Certainly the pace of the Big Skid has picked up recently, but it's only accelerating a more long-standing trend.

Friday, December 01, 2006

As I was saying . . .

Good ol' Mr. Washington isn't dropping his jaw over the new Britney Spears photos.


While this most recent decline in the USD has been under way since November of last year, the real dramatic slide began just after Columbus Day. Up to yesterday, the broad dollar is -2.4% and the major currencies dollar is -3.3% over just these seven weeks. And as usual, dollar decline is vented upon the European currencies first and foremost: the USD is -5.4% against the euro and -5.8% against the pound since 10/10.

It will be interesting to see the October 2006 TIC data when it comes out on December 15. For the 12 months up through September 2006 the US was importing in net terms around $75bn per month of both long-term and short-term portfolio investment. That figure is a bit deceptive, however. In recent months, foreign net short-term portfolio investment has completely dried up. Perhaps long-term purchases have begun drying up, too, over the last two months. We'll have to wait another two weeks for a peek at the data.

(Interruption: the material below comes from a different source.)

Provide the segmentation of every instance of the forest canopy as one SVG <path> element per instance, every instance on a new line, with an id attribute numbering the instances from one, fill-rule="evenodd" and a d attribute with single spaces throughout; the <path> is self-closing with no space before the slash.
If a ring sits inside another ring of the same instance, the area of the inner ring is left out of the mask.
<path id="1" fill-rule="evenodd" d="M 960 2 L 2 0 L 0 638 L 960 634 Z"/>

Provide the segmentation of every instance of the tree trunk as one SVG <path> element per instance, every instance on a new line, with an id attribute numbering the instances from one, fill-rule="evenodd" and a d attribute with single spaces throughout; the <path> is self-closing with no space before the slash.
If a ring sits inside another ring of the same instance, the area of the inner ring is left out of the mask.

In the grand scheme of things, this is not a bad outcome for the US. It would be better if dollar decline could vent against the Asian currencies more, but overall decline is a good thing in the big picture. One just needs to hope that these tremendous global imbalances unwind relatively slowly rather than precipitously. I'm the last person in the world who wants to see Volcker Shift II.